Abstract

The distribution of ammonia between blood and cerebrospinal fluid and its relation to the theory of nonionic diffusion, has been investigated in thirty-one patients with advanced cirrhosis and in twelve patients without liver disease. Marked variability in values obtained simultaneously by the Nathan-Rodkey and Conway methods and a significant increase in measured “ammonia” occurring with an increase in diffusion time emphasize the nonspecificity of available methods. A significant increase in the mean pH of arterial blood was noted among patients with hepatic encephalopathy. Concomitant increase in mean cerebrospinal fluid pH suggested that this alkalosis was respiratory in nature. Mean pH gradients between blood and cerebrospinal fluid were similar in control subjects and patients with cirrhosis. Mean arterial and cerebrospinal fluid ammonia levels were significantly elevated in patients with cirrhosis, with or without encephalopathy.
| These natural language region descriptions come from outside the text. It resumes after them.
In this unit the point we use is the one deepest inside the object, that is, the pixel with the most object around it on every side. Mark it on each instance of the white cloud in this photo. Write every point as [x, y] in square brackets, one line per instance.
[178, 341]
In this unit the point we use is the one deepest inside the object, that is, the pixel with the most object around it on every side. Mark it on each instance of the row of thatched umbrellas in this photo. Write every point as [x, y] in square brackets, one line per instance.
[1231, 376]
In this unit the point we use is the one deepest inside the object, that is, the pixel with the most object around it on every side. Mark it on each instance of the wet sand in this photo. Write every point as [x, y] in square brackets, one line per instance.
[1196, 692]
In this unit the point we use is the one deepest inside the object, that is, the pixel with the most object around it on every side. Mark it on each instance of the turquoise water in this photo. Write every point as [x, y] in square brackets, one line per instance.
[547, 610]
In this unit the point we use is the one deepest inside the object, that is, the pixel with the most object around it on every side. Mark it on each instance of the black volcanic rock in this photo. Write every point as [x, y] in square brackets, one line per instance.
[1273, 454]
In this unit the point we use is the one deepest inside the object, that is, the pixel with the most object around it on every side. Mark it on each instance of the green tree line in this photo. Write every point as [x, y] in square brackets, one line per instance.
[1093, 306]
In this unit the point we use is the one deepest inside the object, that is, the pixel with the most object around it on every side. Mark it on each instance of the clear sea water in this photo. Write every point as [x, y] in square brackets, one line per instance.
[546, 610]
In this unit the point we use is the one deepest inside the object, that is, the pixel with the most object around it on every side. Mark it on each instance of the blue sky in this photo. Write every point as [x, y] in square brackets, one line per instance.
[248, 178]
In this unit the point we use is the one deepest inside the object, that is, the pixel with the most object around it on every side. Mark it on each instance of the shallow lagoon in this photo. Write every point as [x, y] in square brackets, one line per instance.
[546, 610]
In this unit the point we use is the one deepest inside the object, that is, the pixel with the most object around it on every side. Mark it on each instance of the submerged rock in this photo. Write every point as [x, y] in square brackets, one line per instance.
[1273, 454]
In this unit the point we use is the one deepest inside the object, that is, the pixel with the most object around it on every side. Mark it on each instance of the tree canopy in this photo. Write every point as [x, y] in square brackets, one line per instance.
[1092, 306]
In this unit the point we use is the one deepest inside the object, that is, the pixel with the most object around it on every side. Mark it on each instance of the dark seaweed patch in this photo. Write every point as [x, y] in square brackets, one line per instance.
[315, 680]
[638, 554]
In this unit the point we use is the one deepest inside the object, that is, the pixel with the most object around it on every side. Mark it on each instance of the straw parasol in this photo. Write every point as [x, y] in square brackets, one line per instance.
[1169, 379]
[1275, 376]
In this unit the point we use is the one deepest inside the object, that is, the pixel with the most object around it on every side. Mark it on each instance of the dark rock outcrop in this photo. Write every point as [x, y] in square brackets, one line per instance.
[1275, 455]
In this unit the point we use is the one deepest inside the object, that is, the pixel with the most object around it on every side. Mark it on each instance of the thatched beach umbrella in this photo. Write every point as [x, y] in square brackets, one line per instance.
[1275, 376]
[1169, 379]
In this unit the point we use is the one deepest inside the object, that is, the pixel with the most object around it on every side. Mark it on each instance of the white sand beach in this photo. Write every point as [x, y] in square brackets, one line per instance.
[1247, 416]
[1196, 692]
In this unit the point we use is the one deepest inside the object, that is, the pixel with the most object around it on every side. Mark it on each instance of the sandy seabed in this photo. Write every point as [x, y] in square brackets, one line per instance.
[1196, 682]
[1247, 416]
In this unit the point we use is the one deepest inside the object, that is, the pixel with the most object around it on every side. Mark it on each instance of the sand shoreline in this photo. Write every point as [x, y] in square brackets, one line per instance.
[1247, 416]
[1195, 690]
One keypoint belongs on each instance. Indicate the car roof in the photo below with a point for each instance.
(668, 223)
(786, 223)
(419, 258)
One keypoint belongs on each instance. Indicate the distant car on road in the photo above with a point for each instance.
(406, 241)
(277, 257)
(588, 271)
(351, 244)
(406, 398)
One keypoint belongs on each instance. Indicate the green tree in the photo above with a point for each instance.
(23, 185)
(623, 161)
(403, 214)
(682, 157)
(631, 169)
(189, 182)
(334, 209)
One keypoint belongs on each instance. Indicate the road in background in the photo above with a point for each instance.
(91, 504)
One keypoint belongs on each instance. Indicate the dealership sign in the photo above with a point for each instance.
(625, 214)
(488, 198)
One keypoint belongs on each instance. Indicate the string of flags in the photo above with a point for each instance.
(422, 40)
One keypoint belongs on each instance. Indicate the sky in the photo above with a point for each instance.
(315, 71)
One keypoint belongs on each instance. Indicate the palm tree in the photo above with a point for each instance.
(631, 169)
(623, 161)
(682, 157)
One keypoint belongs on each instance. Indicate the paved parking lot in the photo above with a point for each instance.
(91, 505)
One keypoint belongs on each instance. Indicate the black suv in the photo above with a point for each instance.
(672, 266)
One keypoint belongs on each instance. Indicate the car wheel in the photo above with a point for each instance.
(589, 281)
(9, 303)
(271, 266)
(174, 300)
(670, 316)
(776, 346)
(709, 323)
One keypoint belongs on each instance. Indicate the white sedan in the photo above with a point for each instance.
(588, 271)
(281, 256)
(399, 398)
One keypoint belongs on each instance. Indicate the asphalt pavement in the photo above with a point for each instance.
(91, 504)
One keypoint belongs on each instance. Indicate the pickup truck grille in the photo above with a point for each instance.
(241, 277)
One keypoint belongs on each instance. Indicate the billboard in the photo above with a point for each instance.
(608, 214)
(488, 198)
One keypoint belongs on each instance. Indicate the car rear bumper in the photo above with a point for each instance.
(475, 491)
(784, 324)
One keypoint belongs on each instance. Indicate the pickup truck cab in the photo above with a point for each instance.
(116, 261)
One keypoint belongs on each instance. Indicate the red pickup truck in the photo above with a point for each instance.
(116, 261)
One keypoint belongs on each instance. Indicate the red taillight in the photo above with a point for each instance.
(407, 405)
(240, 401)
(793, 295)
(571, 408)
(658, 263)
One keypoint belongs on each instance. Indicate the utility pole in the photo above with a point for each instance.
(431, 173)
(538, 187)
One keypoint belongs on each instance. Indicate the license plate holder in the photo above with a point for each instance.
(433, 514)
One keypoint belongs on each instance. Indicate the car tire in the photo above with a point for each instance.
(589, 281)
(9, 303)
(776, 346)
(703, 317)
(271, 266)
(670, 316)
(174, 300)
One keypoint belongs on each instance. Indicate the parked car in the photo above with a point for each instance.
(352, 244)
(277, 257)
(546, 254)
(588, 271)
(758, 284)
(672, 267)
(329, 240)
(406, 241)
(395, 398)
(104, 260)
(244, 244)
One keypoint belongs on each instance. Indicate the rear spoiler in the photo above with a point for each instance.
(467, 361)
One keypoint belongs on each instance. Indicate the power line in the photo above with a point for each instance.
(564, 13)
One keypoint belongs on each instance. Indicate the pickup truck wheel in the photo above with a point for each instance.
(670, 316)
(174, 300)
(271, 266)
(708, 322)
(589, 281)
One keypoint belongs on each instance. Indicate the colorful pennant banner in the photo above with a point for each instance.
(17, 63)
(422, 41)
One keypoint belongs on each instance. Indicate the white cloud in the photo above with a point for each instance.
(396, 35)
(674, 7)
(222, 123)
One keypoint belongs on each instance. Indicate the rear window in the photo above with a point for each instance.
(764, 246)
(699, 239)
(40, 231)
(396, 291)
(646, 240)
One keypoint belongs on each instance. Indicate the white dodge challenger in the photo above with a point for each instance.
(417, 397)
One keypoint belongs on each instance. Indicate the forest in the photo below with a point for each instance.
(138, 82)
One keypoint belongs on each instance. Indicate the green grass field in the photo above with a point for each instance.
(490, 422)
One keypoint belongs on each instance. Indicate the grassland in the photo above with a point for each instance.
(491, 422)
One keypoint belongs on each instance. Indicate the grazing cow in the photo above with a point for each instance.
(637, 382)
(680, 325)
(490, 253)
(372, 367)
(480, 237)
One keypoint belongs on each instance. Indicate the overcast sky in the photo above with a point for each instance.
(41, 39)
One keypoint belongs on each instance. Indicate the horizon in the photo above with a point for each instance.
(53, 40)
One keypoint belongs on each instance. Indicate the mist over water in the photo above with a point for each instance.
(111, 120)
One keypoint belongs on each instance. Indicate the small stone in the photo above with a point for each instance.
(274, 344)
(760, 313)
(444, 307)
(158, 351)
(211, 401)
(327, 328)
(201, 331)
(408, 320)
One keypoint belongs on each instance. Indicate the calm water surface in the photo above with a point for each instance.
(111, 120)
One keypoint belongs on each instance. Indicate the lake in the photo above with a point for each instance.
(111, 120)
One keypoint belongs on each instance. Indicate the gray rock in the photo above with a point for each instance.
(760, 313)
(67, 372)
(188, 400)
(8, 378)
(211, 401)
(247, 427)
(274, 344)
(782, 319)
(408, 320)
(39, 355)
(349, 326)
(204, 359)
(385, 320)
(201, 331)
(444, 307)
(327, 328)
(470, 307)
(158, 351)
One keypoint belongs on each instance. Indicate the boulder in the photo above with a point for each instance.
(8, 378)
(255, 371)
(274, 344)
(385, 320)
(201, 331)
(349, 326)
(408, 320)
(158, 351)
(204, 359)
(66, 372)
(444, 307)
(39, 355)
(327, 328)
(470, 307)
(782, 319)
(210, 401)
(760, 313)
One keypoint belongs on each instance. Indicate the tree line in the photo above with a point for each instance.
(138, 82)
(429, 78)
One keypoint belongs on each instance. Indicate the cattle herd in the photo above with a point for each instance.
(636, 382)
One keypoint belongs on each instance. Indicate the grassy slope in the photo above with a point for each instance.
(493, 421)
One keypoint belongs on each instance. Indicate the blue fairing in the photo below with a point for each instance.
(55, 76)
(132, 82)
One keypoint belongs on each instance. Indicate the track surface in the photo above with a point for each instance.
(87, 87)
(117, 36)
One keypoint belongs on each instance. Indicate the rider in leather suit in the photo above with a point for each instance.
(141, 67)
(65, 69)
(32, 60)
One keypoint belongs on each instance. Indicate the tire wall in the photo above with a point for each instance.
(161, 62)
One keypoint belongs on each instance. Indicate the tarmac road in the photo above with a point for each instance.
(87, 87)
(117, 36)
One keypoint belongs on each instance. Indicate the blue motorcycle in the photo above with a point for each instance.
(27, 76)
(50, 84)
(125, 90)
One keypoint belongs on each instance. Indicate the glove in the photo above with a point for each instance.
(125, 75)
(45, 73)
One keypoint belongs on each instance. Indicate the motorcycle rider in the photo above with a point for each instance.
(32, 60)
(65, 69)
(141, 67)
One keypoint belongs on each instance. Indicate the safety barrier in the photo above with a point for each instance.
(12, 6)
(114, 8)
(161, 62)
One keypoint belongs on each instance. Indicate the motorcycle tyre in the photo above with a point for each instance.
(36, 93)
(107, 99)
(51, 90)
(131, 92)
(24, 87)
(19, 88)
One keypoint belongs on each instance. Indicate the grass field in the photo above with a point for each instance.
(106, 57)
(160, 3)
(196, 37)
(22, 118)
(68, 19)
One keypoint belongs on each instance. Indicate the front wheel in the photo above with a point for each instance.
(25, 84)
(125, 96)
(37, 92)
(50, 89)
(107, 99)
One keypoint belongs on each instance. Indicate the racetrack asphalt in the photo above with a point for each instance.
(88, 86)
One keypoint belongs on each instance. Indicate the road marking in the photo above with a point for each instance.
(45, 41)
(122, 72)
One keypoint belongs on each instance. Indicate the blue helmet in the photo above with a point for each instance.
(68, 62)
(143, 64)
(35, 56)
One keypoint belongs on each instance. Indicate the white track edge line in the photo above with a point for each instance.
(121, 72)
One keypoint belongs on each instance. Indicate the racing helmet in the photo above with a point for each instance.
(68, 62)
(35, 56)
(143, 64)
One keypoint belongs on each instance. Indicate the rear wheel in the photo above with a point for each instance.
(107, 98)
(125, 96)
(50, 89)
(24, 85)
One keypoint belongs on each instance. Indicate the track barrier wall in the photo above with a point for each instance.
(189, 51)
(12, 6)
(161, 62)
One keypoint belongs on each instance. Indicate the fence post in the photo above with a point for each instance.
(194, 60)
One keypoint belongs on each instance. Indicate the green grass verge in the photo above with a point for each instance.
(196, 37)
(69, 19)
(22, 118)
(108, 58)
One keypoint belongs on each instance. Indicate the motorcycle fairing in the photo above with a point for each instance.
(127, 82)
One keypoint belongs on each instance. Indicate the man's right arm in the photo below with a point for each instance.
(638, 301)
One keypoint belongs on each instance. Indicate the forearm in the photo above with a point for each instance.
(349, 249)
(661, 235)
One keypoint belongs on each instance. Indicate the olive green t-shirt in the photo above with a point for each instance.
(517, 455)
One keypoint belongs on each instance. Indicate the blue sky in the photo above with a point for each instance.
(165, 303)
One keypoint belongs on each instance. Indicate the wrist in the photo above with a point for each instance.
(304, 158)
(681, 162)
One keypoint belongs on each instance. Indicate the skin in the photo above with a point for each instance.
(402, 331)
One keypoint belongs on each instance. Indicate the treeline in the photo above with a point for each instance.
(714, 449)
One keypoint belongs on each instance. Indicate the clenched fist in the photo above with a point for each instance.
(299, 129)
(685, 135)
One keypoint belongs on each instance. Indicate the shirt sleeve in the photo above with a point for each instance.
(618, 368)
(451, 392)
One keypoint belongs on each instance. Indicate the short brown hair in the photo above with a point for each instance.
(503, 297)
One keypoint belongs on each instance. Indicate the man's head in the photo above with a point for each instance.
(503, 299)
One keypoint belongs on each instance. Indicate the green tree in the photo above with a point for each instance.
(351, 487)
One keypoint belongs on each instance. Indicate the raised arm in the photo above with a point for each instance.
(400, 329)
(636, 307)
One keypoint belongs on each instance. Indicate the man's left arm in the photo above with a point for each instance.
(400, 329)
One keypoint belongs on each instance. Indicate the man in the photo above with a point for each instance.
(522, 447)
The cerebrospinal fluid ammonia concentration was linearly related to the arterial ammonia level in both control subjects and patients with cirrhosis, irrespective of pH gradients between blood and cerebrospinal fluid. Since this linear function did not intercept zero, the C CSF C BI ammonia ratio increased with increasing arterial ammonia concentration. This ratio was significantly higher in patients with cirrhosis than in control subjects and was a function of arterial ammonia concentration rather than cirrhosis per se. When expected C CSF C BI ratios, calculated from existing pH gradients, were compared with observed ratios, the discrepancy between the two was found to decrease with increasing arterial ammonia concentration. Although there was no correlation between pH gradients and observed C CSF C BI ammonia ratios at “steady state,” alteration of gradients by drug infusion resulted in qualitative changes in these ratios in the direction predicted by the pH gradient drug-distribution hypothesis. It is concluded that the distribution of ammonia in man probably follows the nonionic diffusion theory. The clouding of such relationships appears most likely to be due to artefact in the methods for measuring ammonia. Further elucidation of ammonia transport mechanisms in man must await advances in methods which will make it possible to measure true ammonia in both fluids.